While countries in Northern Europe have been using wind energy for more than two decades, the United States hasn’t invested much in the technology. But that’s all starting to change.
“This is an industry that is about to explode,” said Northeastern engineering professor Jerome Hajjar. He is part of a multi-university team of researchers outlining a national research infrastructure plan for offshore wind facilities.
There is enough wind energy capacity off the east coast to power the entire country, Hajjar said, and Massachusetts is the first state to invest heavily in taking advantage of this resource. Here, Hajjar, CDM Smith Professor and chair of the Department of Civil and Environmental Engineering, explains where wind energy is headed, and how Northeastern is poised to play a role in making the industry a success.
Why haven’t there been wind farms built in New England until very recently?
There has been a history of one wind farm they tried to develop off the coast of Martha’s Vineyard some years ago. It had support from the Massachusetts Clean Energy Center, and a developer worked quite hard to make it successful. It got pretty close but didn’t come to fruition in the end. There was a lot of controversy associated with the proposed wind farm. Residents nearby were concerned about seeing the turbines, and the financing ultimately did not come through fully.
I think the industry and the United State learned a lot from that process, and that’s why we’re seeing much larger success now. In the years since then, Massachusetts and the federal government have successfully leased three much larger offshore sites much further south, further from Martha’s Vineyard and Nantucket. Since then, additional leases have been put forward up and down the east coast for offshore wind farms. There is great opportunity here for generation of electricity.

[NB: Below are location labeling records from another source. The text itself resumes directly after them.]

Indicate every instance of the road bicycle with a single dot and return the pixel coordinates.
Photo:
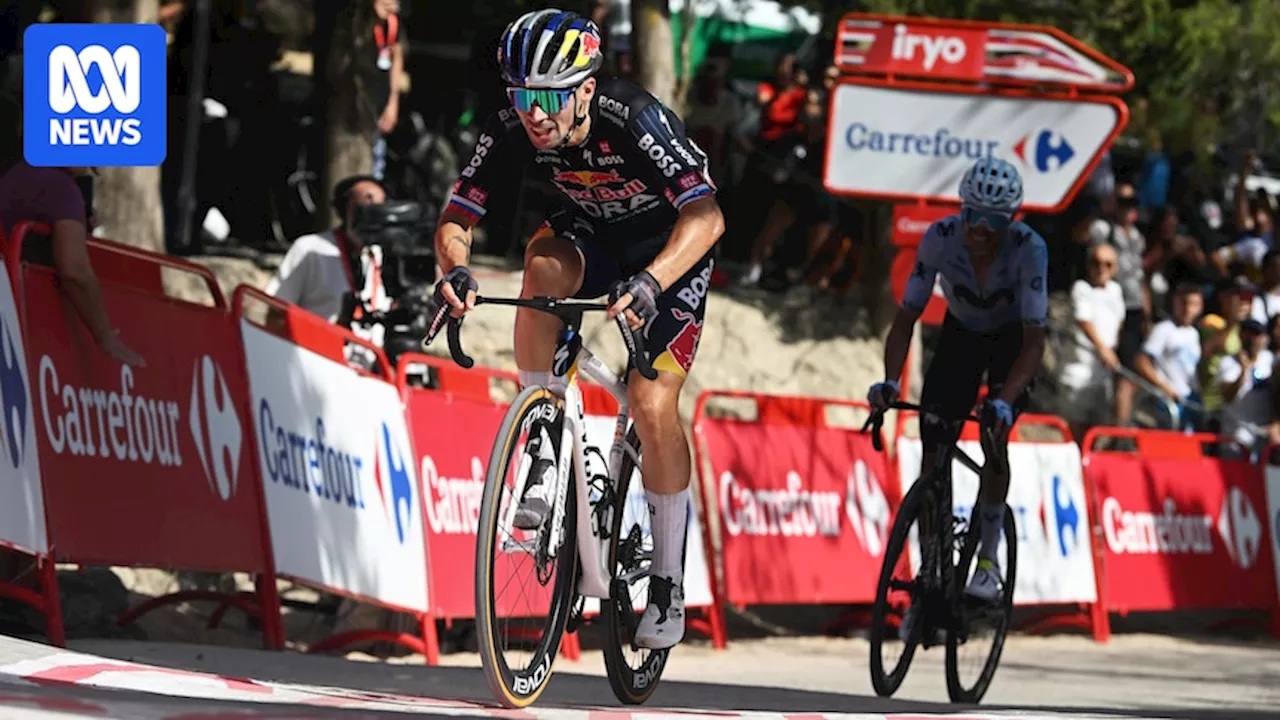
(936, 600)
(594, 545)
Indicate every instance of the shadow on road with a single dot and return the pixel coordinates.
(567, 688)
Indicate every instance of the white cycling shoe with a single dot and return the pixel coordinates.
(986, 583)
(663, 621)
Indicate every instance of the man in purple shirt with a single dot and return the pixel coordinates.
(50, 196)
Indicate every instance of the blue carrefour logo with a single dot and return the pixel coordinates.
(1045, 150)
(1065, 515)
(13, 396)
(306, 460)
(402, 488)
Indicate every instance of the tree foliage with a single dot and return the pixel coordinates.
(1205, 69)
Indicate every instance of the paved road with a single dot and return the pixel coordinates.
(1134, 677)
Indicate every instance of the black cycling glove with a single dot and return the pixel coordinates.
(460, 278)
(644, 295)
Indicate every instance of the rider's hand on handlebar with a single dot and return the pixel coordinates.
(997, 415)
(458, 290)
(636, 299)
(882, 395)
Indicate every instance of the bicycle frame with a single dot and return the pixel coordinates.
(592, 547)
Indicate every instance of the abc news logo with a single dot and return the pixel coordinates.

What role will Northeastern play in the new wind energy infrastructure?
There are some important differences between the east coast and other areas where wind farms have been built. For starters, we have hurricanes, and by and large, the North Sea does not. Just as with earthquake engineering, researchers have been learning much in the last several decades about safe and resilient building design for hurricanes. We think that’s a major opportunity for researchers at Northeastern to contribute—not only for designing the turbines themselves, but also for the many other issues around offshore wind farms.
We need to understand the environmental issues, financial and policy issues, supply chain, workforce development, and shipping issues. Our hurricanes on the east coast are different, our soil conditions are different, our supply chains are different, our local, state, and federal policies are different. There are numerous areas where taking the international knowledge and mapping that onto these local communities is really important.
How will New England wind farms contribute to the country’s larger energy goals?
The Department of Energy has set a goal of 80 gigawatts by 2050 coming from offshore wind. Massachusetts is one of the leading states, setting a goal of 1.6 gigawatts by 2027. Eighty gigawatts represents about 7 percent of all energy needed in the country, so we’re still not talking about a large percentage, but the capacity is there—eighty gigawatts represents only about 4 percent of the total capacity for wind energy on the east coast.
Several institutions in Massachusetts, including Northeastern, received a grant from the Massachusetts Clean Energy Center to form the Massachusetts Research Partnership. We’re putting out a report this summer identifying the opportunities and the needs to build a research infrastructure for offshore wind, and the capacity to create the workforce to bring this type of energy to the United States.
Our hope is that the federal government and industry will partner with us in the coming years, because we think having a robust research infrastructure is vital to have the offshore wind industry be successful long-term. This is an incredible resource, and I hope the country works together to try to figure out how to harness it safely and effectively.